Natasha se sirvió una vez más antes de dirigirse a la cocina con mucho cuidado y bastante borracha, dejando a Arkady solo en la sala. El cuarto estaba caliente, lo mismo que el vodka. Misha y Natasha habían adornado el lugar con iconos y curiosas figuras de madera. En las hojas de oro de los iconos se reflejaba el fuego. ¿Hacer por Zoya lo que Schmidt hacía por ella? Arkady abrió su cartera de la que sacó una pequeña libreta roja con el perfil de Lenin en la tapa. A la izquierda estaba su nombre, su fotografía y distrito del Partido. A la derecha, sus sellos vencidos… notó que estaba atrasado dos meses. La última página contenía una selección de preceptos inspiradores. El famoso carné del Partido. «Sólo hay una manera de triunfar, sólo hay una cosa, no hay nada más», le había dicho Zoya. Estaba desnuda cuando se lo dijo; recordaba bien el contraste que hacían su carné y su piel. Miró un icono. Era una madona, una virgen. El rostro bizantino, en especial los ojos que lo miraban, le hacían recordar no a Zoya, ni a Natasha, sino a la chica que había conocido en los Mosfilm.

—Por Irina —dijo, levantando su vaso.

Para la medianoche, todos habían regresado y todos estaban ebrios. Había un bufé de cerdo frío y salchichas, pescado, blini, quesos y panes, setas en vinagre y hasta caviar prensado. Alguien declamaba poemas. En el otro extremo de la sala, unas parejas bailaban con una imitación húngara de los Bee Gees. Misha sufría complejo de culpa y no podía apartar sus ojos de Zoya, sentada cerca de Schmidt.

—Pensé que íbamos a pasar este fin de semana juntos —dijo Arkady cuando consiguió estar solo con Zoya en la cocina—. ¿Por qué vino Schmidt?

—Yo lo invité —dijo, llevándose una botella de vino.

—Por Zoya Renko —Schmidt levantó su vaso al verla regresar—, seleccionada ayer por su Comité de Distrito para pronunciar un discurso sobre los nuevos retos en la educación ante el Comité de la Ciudad, lo cual nos hace sentirnos muy orgullosos, especialmente, estoy seguro, a su esposo.

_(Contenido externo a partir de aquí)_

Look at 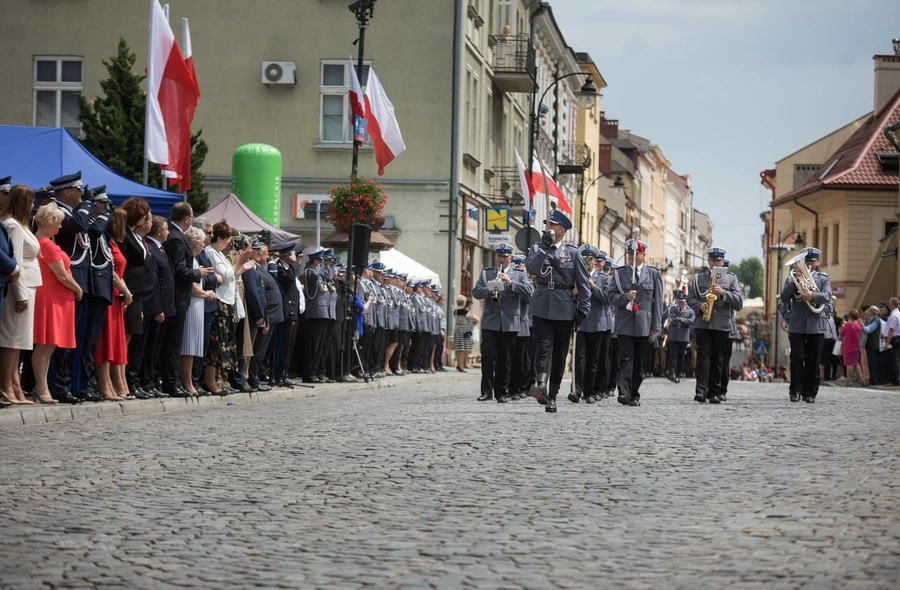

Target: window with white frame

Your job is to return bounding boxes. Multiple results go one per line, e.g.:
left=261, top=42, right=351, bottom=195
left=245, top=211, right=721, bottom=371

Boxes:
left=319, top=60, right=371, bottom=143
left=33, top=56, right=84, bottom=136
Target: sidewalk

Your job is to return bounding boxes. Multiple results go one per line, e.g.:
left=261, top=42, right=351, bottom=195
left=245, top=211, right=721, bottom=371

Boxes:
left=0, top=369, right=472, bottom=428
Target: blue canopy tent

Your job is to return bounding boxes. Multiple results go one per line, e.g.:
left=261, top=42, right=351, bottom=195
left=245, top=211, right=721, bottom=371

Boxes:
left=0, top=125, right=184, bottom=218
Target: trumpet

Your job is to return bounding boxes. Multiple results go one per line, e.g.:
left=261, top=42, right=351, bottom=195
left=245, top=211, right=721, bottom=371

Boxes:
left=703, top=272, right=719, bottom=322
left=784, top=251, right=825, bottom=313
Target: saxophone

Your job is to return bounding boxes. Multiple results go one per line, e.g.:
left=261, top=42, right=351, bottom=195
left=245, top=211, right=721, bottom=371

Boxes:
left=703, top=271, right=718, bottom=322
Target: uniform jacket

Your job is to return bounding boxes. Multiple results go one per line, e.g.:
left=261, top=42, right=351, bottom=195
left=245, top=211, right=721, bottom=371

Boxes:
left=781, top=271, right=833, bottom=334
left=259, top=271, right=284, bottom=326
left=163, top=222, right=200, bottom=311
left=525, top=242, right=591, bottom=321
left=303, top=268, right=331, bottom=320
left=606, top=264, right=663, bottom=337
left=472, top=267, right=534, bottom=333
left=666, top=303, right=694, bottom=342
left=276, top=260, right=300, bottom=322
left=688, top=268, right=744, bottom=333
left=241, top=264, right=267, bottom=325
left=53, top=201, right=95, bottom=293
left=578, top=270, right=609, bottom=333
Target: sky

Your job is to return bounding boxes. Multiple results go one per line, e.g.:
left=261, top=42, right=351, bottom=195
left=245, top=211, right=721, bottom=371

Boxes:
left=550, top=0, right=900, bottom=262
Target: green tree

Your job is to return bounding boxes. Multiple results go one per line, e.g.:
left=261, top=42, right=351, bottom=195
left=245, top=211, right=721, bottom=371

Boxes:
left=79, top=38, right=209, bottom=207
left=734, top=257, right=763, bottom=297
left=187, top=129, right=209, bottom=215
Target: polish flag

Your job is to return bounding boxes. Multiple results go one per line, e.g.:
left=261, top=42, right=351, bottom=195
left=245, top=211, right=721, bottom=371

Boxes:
left=513, top=148, right=531, bottom=211
left=365, top=68, right=406, bottom=176
left=144, top=0, right=199, bottom=190
left=350, top=57, right=366, bottom=117
left=531, top=158, right=572, bottom=215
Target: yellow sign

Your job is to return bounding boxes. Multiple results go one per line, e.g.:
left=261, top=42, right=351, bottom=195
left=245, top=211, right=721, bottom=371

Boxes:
left=484, top=207, right=509, bottom=232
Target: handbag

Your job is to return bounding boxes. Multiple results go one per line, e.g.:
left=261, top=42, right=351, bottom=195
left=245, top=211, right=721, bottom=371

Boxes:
left=831, top=338, right=844, bottom=356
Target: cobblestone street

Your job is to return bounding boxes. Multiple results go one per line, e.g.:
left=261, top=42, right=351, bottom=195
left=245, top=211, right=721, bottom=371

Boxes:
left=0, top=374, right=900, bottom=589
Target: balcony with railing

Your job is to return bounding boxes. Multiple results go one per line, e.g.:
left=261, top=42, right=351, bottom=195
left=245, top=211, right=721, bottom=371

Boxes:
left=557, top=141, right=591, bottom=174
left=490, top=35, right=537, bottom=93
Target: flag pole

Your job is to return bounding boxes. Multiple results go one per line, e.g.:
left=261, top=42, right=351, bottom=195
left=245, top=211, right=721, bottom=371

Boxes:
left=142, top=0, right=157, bottom=184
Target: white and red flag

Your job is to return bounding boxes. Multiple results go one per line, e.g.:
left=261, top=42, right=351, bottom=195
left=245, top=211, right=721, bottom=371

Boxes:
left=530, top=158, right=572, bottom=215
left=144, top=0, right=200, bottom=190
left=365, top=68, right=406, bottom=176
left=350, top=57, right=366, bottom=117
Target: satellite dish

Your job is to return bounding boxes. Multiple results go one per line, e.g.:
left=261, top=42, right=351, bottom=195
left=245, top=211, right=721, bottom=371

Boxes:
left=515, top=226, right=541, bottom=252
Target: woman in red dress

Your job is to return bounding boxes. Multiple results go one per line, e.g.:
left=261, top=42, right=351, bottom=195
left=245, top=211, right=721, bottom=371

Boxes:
left=31, top=203, right=82, bottom=403
left=94, top=207, right=131, bottom=401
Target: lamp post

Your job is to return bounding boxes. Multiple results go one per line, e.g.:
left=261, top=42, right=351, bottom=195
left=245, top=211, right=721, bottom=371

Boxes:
left=769, top=232, right=803, bottom=375
left=528, top=72, right=598, bottom=186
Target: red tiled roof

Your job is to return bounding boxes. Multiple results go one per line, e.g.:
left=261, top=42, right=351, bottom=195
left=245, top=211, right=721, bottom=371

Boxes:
left=772, top=86, right=900, bottom=205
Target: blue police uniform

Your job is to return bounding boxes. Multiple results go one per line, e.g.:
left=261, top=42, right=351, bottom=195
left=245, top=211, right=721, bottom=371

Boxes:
left=525, top=210, right=591, bottom=412
left=781, top=248, right=834, bottom=403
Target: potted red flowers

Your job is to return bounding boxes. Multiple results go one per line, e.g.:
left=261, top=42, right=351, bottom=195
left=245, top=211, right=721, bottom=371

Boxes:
left=328, top=176, right=387, bottom=232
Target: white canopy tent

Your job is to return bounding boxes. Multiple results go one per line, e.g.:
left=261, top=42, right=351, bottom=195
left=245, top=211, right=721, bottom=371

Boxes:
left=379, top=248, right=441, bottom=287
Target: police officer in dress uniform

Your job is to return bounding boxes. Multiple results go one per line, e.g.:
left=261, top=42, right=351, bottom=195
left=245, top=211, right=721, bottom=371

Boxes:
left=781, top=248, right=833, bottom=404
left=688, top=248, right=744, bottom=404
left=525, top=210, right=591, bottom=412
left=509, top=254, right=534, bottom=400
left=303, top=248, right=330, bottom=383
left=719, top=258, right=744, bottom=402
left=569, top=244, right=609, bottom=404
left=50, top=170, right=109, bottom=403
left=271, top=245, right=300, bottom=388
left=472, top=243, right=534, bottom=403
left=607, top=240, right=662, bottom=406
left=666, top=291, right=694, bottom=383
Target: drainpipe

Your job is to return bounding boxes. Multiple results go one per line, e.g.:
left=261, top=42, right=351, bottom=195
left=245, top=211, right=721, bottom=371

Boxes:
left=794, top=195, right=819, bottom=248
left=446, top=0, right=466, bottom=325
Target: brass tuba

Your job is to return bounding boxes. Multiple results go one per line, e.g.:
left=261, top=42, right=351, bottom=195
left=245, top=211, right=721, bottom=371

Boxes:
left=784, top=250, right=825, bottom=313
left=703, top=271, right=719, bottom=322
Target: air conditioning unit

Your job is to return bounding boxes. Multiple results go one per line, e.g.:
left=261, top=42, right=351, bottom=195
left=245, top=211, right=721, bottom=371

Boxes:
left=262, top=61, right=297, bottom=86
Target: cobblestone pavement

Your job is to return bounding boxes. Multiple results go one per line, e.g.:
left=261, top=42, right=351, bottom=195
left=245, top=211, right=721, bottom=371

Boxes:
left=0, top=374, right=900, bottom=589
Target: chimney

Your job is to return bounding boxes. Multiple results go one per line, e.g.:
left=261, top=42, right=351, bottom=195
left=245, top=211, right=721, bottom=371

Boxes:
left=597, top=143, right=612, bottom=176
left=874, top=39, right=900, bottom=115
left=600, top=112, right=619, bottom=139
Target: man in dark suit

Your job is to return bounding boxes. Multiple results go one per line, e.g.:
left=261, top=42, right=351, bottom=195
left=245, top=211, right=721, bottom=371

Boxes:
left=128, top=215, right=175, bottom=399
left=160, top=202, right=212, bottom=397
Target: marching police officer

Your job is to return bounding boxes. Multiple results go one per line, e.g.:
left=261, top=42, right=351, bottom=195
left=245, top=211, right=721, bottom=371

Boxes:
left=525, top=210, right=591, bottom=412
left=719, top=258, right=744, bottom=402
left=569, top=244, right=609, bottom=404
left=781, top=248, right=833, bottom=404
left=688, top=248, right=744, bottom=404
left=607, top=240, right=662, bottom=406
left=509, top=254, right=534, bottom=400
left=472, top=244, right=534, bottom=403
left=666, top=291, right=694, bottom=383
left=303, top=247, right=331, bottom=383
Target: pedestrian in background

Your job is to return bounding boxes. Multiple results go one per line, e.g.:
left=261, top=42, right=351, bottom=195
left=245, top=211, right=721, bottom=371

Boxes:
left=841, top=309, right=865, bottom=387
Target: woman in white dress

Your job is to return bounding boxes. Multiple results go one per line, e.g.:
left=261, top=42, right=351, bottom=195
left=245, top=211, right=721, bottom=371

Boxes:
left=0, top=184, right=43, bottom=405
left=178, top=227, right=216, bottom=395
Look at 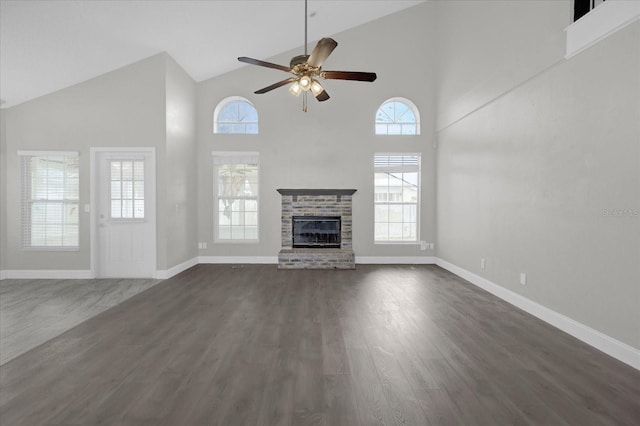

Arkady salió de la cocina encontrándose con que todo el mundo lo miraba excepto Schmidt, que guiñaba un ojo a Zoya. Natasha ahorró más confusión a Arkady entregándole una copa. Un sentimental cantante georgiano se dejó oír en el tocadiscos. Schmidt y Zoya se levantaron para bailar.

Arkady comprendió que ya habían bailado antes. Calvo pero delgado, Schmidt era de pies ágiles, con una mandíbula prominente, de líder. Tenía el cuello grueso del gimnasta y los anteojos de armazón negra propios de un pensador del Partido. Su mano casi cubría la espalda de Zoya, que se apoyaba en él.

—Por el camarada Schmidt. —Misha levantó una botella al terminar la canción—. Brindemos por el camarada Schmidt, no porque haya obtenido una sinecura en un Comité de Distrito en el que se dedica a hacer crucigramas y a vender excedentes de oficina, porque recuerdo haberme llevado a casa una vez un clip para papel…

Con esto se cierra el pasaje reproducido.